Photo Le Quotidien, Rocket Lavoie

Crédit pour la culture et le sport: coupés de moitié

Une autre mesure frappe les jeunes familles de plein fouet : l'élimination graduelle des crédits d'impôt fédéraux pour la condition physique et pour les activités artistiques des enfants.

Cette année, Ottawa a coupé de moitié ces crédits appréciés des familles dont les enfants pratiquent un sport ou un loisir. Pour l'année d'imposition 2016, les crédits d'impôt pour la condition physique passent de 1000 $ à 500 $, tandis que ceux destinés aux arts chutent de 500 $ à 250 $.

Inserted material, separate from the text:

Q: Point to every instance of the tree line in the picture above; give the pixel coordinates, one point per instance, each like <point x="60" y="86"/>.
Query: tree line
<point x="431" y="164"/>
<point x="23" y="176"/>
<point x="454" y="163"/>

« Ces mesures seront complètement éliminées à partir de l'an prochain. Un autre crédit qui peut être avantageux pour les familles sera aussi aboli : le crédit d'impôt pour études et pour manuels. Le retrait de celui-là est un peu passé sous le radar », note le fiscaliste Alexandre Côté-LeBlanc.

Allocations

En 2015, le fédéral a éliminé le crédit d'impôt pour les enfants et l'a remplacé par la Prestation universelle pour la garde d'enfants (PUGE), une allocation imposable mise de l'avant par le gouvernement conservateur de Stephen Harper. Depuis l'élection des libéraux, la PUGE a été remplacée par l'Allocation canadienne pour enfants (ACE). L'ACE est plus avantageuse que la PUGE puisque les prestations sont supérieures et non imposables.

Cependant, le fait que la nouvelle allocation fédérale n'ait officiellement remplacé la PUGE qu'en juillet 2016 fait en sorte que les parents doivent ajouter l'équivalent de six mois de prestations imposables à leur revenu de 2016.

CPE : le début de la fin ?

Lorsqu'ils ont été créés en 1997 par le gouvernement du Parti québécois, les centres de la petite enfance (CPE) offraient des services de garde en échange d'un tarif universel de 5 $ par jour versé par les parents. La contribution quotidienne a plus tard été haussée à 7 $, pour atteindre 7,75$ en janvier 2017. La hausse des tarifs de garde en milieu subventionné avantage dorénavant le secteur privé et de nombreux parents ont opté pour cette voie. Même si les coûts immédiats paraissent plus élevés, à 25 $, 35 $, voire 45 $ par jour, les crédits d'impôt instaurés par Québec font en sorte que de nombreuses familles en tirent des bénéfices financiers.

« Avec la contribution additionnelle demandée aux parents d'enfants qui sont en CPE, on peut maintenant presque parler de semi-privé.

C'est certain que tout ça est du cas par cas, et tout dépend des tarifs quotidiens qui sont chargés au privé, mais parfois certains parents paient encore moins au privé qu'au CPE », fait valoir Alexandre Côté-LeBlanc.